A good teacher will no what your capable of before you do and know what you can handle. Sometimes, as when I've had apprentices with me, your limited until you show you got a pair and jump in.

Hate to see my boss get dirty... first lesson learned


----------



## ogre plumber (Dec 30, 2010)

My thoughts are you only learn by doing it and the more you do it the better you get.Unless a guy is a complete dumbass I think the sooner he starts the better.


----------



## Redwood (Sep 8, 2008)

Richard Hilliard said:


> When the apprentice is learning quickly I am as fast with the trigger to let them start helping me.I am there to teach and most people learn by doing.


My thoughts exactly...

If the apprentice is a good one, pays attention, works hard, and gets it done right, Feed him the knowledge as fast as you can....
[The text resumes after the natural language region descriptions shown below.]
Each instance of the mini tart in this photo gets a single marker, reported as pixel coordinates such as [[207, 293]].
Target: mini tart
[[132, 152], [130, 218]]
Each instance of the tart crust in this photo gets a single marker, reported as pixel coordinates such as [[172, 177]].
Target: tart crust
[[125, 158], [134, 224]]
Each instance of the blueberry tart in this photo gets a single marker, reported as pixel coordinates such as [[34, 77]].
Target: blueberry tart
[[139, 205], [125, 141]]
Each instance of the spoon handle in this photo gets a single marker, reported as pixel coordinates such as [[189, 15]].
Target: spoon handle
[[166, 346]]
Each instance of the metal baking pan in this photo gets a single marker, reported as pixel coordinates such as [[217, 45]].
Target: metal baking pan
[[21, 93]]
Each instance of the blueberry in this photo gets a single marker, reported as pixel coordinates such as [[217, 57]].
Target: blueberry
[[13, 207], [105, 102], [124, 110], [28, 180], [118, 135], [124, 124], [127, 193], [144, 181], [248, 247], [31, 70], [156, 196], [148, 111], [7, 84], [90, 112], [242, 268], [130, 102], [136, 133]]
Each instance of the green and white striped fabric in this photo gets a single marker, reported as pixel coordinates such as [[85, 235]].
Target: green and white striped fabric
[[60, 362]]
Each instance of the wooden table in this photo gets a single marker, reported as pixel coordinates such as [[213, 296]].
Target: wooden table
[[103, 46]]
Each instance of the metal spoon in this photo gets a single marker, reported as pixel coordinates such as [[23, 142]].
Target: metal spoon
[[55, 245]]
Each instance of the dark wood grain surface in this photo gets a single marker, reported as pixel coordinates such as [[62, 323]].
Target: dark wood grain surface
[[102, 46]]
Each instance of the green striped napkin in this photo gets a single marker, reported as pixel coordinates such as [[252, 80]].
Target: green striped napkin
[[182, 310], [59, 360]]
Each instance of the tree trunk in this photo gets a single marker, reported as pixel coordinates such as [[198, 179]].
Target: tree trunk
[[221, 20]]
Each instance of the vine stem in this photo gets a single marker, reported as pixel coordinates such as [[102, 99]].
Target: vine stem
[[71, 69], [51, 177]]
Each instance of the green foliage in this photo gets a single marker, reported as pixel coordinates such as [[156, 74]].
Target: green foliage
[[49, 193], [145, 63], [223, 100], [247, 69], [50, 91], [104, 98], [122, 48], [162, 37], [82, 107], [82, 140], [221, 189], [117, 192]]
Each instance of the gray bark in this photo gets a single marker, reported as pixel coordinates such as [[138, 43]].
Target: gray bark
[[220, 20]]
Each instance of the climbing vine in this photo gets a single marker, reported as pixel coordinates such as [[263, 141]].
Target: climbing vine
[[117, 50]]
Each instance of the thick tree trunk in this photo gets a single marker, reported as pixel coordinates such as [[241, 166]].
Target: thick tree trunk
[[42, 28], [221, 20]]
If the guy is useless he can be a tool and materials carrier a long long time...


----------



## Plumberman (Jul 7, 2008)

My apprenticeship was also a trial by fire. Things work a little differently down here and I was running work as a 4th year. I was told to sink or swim and thank God I swam fast!

I haven't worked for any real peckerheads, me being 6'6" and 235 lbs probably helped with that... Haha

I say turn him loose, what I tell my help is you can't break anything that I can't fix (within reason) they have to learn it from somewhere so just guide him the right way and he will appreciate it, plus you will get some good help.


----------



## smoldrn (Oct 4, 2010)

Just teach him right. The old man that taught me didn't believe in anybody soldering back in the wall until their 4th year. Nothing but straps & caps till then. He'd have me fit everything up, then wait for him to solder it.
In my 3rd year, He was up in the attic & I had fitted up a section down below. I just grabbed the torch & had at it. He came down & looked at everything with an inspection mirror & said "I guess it'll do. We'll find out when ya turn the water on."


----------



## jmreid73 (Feb 20, 2009)

Agree with all that's been said. He's right over my shoulder when I'm working. Let him sweat a bunch of stuff last week and he did a pretty good job. Even grabbed the rag and wiped his joints. He's got a good work ethic and I think he's well on his was to being a good addition to the trade.


----------